Tokenization and sentence splitting
In lexical analysis, tokenization is the process of breaking a stream of text up into words, phrases, symbols, or other meaningful elements called tokens. The list of tokens becomes input for further processing such as parsing or text mining. Tokenization is useful both in linguistics (where it is a form of text segmentation), and in computer science, where it forms part of lexical analysis.
Sentence boundary disambiguation is the problem in natural language processing of deciding where sentences begin and end. Often natural language processing tools require their input to be divided into sentences for a number of reasons. However sentence boundary identification is challenging because punctuation marks are often ambiguous. For example, a period may denote an abbreviation, decimal point, an ellipsis, or an email address - not the end of a sentence. As well, question marks and exclamation marks may appear in embedded quotations, emoticons, computer code, and slang.

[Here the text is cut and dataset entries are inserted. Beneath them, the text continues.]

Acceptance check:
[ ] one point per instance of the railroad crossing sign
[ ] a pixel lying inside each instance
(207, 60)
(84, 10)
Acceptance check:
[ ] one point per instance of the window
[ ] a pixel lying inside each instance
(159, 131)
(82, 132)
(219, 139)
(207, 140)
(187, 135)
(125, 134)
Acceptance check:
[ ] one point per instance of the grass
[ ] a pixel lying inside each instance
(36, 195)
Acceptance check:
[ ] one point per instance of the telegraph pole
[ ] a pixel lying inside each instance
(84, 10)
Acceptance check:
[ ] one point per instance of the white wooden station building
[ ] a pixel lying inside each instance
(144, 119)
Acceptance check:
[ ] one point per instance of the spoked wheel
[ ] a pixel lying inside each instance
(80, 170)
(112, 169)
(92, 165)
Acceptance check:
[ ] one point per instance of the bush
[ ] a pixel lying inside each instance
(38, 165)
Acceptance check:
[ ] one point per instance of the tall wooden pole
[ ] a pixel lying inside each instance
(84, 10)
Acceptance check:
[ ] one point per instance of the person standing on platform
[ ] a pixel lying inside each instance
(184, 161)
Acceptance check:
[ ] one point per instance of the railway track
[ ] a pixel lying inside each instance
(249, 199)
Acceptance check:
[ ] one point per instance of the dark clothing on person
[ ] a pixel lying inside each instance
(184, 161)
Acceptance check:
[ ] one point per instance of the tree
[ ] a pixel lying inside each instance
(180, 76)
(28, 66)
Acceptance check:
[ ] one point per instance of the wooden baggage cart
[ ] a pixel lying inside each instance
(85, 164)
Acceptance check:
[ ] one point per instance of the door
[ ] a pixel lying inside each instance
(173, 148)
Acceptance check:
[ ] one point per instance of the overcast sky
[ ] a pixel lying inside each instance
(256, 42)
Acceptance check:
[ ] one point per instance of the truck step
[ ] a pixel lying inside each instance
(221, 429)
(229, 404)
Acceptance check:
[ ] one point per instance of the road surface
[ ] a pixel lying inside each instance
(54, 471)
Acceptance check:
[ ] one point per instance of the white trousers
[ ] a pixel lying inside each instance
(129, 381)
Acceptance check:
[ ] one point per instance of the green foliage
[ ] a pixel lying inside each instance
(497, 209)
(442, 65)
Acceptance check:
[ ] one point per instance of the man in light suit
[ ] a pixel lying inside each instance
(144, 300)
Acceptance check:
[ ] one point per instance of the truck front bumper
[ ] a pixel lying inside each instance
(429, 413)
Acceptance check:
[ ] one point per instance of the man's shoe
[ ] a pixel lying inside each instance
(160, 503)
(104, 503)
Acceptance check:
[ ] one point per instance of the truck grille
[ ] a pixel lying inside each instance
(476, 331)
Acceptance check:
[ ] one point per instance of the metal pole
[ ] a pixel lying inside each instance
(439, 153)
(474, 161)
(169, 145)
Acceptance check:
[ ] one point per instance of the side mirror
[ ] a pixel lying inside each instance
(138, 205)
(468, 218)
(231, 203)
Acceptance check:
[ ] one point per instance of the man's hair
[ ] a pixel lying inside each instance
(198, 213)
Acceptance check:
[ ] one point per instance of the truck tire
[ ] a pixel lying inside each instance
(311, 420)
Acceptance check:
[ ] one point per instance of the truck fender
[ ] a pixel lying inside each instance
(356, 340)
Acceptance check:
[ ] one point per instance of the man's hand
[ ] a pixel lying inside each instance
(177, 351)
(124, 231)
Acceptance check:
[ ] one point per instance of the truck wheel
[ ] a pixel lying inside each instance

In the Tint pipeline, the module performing Italian text segmentation (both in terms of words and sentences) is native, as it does not use a ready-made Stanford CoreNLP annotator. However, it is written using the CoreNLP paradigm, therefore it can be included in the pipeline as it was native.
The word segmentation module first splits the text into atoms (it groups together letters and numbers, and splits all other characters), then combines some of them depending on a list of rules. The rules can be given as abbreviations (such as “S.p.A.”, “dott.”, “Mr.”, …) or regular expressions (for e-mail addresses, URLs, emoticons, and so on). Abbreviations are searched using tries to speedup the process.
Finally, sentence boundaries are identified using a list of characters contained in the configuration file.
A basic fully-working settings file (token-settings.xml) is provided as a tint-tokenizer module resource.
- ita_toksent.newlineIsSentenceBreak: can be set to true or false; if true, the tokenizer always breaks sentence on newline (default true)
- ita_toksent.tokenizeOnlyOnSpace: can be set to true or false; if true, the text is tokenized on white spaces instead of applying the tokenizer (default false)
- ita_toksent.ssplitOnlyOnNewLine: can be set to true or false; if true, only newlines are considered as sentence breaks (default false)
The Tint tokenizer can reach 80,000 token/second in the standard configuration, but one can deactivate regular expressions to speed up the process.